Die zweite Neuerung des Hochschulsystems wirkt sich von außen betrachtet ebenfalls positiv für die Friedenswissenschaft aus: Die Hochschulen werden zunehmend freie Anbieterinnen auf dem Weiterbildungsmarkt und damit ergibt sich auch für die Friedenswissenschaft die Möglichkeit, sich bedarfsorientiert zu plazieren. Vier Angebote (Bochum, Oldenburg und 2x Hagen) aus der Tabelle der wissenschaftlichen Studienangebote sind in diesem Bereich angesiedelt. Die negativen Seiten sind jedoch beachtenswert:

  • Die Angebote sind kostenpflichtig (1.500,- DM bis 4.000,- DM pro Semester),
  • die Zertifizierung der Studienabschlüsse ist rechtlich nicht geschützt und weniger aussagekräftig als normal üblich,
  • die Unterwerfung unter das Wirtschaftlichkeitsprinzip kann dazu führen, dass auch hier sich die Mechanismen des Marktes (Verwertbarkeitsprinzip, Verdrängungsmechanismus) durchsetzen.

Man darf gespannt sein, ob das in der Bundesrepublik bisher einmalige Projekt: ein grundlagenorientiertes, interdisziplinäres friedenswissenschaftliches Weiterbildungsstudium, dessen Beginn für das SS 2001 von der FernUniversität Hagen geplant ist, sich als marktfähig erweist.

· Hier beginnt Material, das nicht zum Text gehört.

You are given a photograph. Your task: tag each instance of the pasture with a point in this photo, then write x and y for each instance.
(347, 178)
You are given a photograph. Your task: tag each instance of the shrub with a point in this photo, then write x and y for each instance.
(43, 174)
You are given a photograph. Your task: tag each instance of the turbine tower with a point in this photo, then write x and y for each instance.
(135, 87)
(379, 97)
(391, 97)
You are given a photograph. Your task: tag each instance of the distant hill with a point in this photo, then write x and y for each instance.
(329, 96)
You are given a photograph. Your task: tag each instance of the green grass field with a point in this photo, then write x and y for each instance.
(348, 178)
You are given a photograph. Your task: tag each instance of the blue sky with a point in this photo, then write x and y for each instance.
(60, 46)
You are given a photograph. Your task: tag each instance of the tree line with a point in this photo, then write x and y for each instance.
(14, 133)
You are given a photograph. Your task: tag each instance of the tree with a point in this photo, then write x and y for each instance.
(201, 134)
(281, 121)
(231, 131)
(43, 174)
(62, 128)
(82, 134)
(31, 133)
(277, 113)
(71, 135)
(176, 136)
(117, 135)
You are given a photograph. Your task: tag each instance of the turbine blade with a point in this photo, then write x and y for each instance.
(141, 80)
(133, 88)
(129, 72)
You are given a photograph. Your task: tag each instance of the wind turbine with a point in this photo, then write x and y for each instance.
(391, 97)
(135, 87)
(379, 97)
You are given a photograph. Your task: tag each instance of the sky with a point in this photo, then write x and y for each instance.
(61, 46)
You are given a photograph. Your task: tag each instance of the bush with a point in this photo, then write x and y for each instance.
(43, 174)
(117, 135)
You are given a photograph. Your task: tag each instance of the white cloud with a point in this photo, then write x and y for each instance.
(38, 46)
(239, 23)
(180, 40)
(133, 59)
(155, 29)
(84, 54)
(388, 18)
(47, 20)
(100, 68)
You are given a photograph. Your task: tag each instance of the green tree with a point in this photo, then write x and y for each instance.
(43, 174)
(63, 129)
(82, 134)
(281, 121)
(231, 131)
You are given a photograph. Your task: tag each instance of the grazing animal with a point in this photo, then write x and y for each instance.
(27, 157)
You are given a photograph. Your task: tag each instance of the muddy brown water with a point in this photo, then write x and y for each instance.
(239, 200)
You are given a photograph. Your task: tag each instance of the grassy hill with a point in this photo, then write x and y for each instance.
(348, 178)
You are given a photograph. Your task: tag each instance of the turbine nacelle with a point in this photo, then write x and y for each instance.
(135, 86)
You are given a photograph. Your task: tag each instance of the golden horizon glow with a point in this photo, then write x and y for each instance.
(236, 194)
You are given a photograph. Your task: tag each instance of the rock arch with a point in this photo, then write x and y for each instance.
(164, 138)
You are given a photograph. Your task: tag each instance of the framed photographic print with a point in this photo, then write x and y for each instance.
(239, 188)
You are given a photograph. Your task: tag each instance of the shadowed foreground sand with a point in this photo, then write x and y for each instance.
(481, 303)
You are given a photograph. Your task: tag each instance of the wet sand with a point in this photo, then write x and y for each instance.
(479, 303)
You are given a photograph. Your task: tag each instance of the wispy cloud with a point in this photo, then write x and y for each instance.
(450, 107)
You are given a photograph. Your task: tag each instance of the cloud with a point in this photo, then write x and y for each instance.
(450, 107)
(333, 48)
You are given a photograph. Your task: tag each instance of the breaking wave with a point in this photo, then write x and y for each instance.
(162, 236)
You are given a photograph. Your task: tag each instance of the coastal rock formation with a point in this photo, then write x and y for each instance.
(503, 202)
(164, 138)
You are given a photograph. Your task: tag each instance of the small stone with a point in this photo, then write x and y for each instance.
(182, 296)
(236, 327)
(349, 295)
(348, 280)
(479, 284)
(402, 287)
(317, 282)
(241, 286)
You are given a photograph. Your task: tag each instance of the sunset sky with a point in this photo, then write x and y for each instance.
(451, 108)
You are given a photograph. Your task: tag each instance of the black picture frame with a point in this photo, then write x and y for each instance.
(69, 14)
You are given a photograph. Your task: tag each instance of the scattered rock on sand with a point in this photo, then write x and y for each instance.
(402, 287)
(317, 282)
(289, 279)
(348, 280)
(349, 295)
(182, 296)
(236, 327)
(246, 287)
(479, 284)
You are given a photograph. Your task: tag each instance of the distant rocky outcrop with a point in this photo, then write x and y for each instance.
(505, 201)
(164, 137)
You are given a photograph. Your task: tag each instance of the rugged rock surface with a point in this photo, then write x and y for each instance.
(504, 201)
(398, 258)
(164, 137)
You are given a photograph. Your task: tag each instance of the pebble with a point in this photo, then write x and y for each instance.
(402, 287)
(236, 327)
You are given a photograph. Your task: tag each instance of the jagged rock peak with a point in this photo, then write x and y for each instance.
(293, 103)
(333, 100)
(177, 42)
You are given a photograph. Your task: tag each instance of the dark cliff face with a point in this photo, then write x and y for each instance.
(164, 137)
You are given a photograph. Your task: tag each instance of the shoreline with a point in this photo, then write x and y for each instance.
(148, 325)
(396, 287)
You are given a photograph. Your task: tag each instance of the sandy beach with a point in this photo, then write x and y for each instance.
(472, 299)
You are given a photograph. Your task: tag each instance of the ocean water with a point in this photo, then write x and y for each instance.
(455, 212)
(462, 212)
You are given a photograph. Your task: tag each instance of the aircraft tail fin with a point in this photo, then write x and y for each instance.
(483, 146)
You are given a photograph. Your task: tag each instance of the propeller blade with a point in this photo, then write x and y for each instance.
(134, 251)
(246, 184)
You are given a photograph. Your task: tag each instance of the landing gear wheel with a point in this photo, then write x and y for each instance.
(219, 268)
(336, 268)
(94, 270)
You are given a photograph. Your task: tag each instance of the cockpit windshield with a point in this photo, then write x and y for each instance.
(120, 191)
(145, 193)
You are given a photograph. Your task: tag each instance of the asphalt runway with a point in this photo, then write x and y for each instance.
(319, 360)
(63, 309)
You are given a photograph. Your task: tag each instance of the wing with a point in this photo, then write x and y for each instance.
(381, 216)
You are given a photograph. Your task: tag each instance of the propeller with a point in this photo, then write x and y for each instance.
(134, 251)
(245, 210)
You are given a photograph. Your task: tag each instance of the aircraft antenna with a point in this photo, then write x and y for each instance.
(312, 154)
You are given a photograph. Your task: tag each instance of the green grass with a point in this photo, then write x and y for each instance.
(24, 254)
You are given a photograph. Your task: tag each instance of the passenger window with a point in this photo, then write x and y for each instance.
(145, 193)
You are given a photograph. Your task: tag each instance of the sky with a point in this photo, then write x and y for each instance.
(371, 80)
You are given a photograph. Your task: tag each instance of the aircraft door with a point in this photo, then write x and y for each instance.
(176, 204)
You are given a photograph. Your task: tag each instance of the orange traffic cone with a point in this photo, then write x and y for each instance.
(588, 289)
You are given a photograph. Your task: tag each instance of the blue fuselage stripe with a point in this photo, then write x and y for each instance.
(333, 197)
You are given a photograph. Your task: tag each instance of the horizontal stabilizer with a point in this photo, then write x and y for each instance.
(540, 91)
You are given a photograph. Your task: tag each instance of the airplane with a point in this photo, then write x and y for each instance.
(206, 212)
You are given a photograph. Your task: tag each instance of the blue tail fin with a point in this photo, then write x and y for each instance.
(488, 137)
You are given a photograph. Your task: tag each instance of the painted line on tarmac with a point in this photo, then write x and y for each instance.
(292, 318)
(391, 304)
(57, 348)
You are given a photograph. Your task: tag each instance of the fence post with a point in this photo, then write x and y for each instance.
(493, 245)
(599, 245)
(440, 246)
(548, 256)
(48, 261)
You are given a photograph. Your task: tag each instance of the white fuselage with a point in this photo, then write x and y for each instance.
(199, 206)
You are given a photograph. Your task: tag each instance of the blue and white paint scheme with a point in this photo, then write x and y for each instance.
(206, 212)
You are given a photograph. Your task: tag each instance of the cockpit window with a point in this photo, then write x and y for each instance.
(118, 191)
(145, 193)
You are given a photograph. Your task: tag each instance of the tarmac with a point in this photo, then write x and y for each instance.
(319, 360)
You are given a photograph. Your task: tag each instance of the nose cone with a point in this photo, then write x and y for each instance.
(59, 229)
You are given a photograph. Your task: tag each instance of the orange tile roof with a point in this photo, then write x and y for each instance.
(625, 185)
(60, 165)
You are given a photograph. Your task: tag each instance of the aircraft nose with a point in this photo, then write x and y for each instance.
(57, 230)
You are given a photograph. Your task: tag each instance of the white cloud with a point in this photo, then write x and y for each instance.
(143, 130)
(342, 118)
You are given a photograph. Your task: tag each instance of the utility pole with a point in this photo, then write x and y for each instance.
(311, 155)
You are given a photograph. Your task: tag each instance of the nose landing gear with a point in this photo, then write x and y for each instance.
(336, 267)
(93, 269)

Praxisorientierte Weiterbildungsangebote

Eine Berufsausbildung zur Friedensarbeiterin/zum Friedensarbeiter gibt es bisher nicht in der Bundesrepublik. Wer Kenntnisse und Fähigkeiten erwerben will, muss dies normalerweise berufsbegleitend in Form von Fortbildungen tun. In den letzten 15 Jahren haben sich eine Reihe von Bildungsträgern – vor allem von »Friedensbewegten« gegründete »alternative« Bildungswerke – als Anbieter hervorgetan, so dass es inzwischen eine Reihe von strukturierten Fort- und Weiterbildungsangeboten gibt.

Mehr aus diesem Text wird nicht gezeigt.